静岡県富士市を走る「岳南電車」。わずか9.2km、10駅のみのミニ鉄道ですが、全駅から富士山が見える鉄道として有名です。車窓からは迫力のある富士山が見えたり、工場の敷地内を走ったりと、短いながら見どころの多い鉄道です。そんな「岳南電車」に、2020年1月に乗車してきましたので、乗車記をお届けします。
富士山を望むミニ鉄道「岳南電車」
岳南電車は、東海道本線の吉原駅から、岳南江尾駅まで、9.2km、駅数10のミニ鉄道です。

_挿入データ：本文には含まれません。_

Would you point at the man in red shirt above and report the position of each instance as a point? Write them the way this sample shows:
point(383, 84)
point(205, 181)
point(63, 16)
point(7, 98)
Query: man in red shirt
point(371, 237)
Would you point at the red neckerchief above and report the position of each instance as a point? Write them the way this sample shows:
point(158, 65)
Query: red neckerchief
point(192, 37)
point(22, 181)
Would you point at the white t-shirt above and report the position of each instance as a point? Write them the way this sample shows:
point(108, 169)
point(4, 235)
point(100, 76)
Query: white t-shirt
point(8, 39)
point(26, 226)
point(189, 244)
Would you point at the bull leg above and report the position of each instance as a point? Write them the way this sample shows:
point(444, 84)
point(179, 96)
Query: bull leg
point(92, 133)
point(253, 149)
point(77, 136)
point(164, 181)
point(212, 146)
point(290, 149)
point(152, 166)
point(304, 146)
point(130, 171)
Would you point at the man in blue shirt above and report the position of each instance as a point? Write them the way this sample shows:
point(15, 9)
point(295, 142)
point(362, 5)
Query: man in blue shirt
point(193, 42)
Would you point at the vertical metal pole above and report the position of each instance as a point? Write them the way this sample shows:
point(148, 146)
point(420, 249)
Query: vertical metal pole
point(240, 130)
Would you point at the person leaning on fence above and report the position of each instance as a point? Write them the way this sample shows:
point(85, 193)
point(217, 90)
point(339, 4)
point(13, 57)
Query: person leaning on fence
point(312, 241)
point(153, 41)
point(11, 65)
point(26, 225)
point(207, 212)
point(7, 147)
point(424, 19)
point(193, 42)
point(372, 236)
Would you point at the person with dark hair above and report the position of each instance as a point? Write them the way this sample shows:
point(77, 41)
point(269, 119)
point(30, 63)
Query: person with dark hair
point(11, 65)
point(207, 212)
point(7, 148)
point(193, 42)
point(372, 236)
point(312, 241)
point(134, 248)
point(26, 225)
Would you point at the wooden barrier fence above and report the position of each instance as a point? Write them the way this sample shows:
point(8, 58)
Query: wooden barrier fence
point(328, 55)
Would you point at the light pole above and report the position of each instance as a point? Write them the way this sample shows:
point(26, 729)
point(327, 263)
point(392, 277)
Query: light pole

岳南電車は、全線・全駅が静岡県富士市内にあり、富士市民の足をして活躍しています。地図で見ると、駿河湾に近い吉原駅から、ぐるっと半円を描くように北から東へと線路が続き、東海道新幹線の高架をくぐったところで、終点の岳南江尾に到着します。
1両の電車が行ったり来たりしていますが、日中時間帯でも30分に1本程度の本数があり、途中下車も気軽にできます。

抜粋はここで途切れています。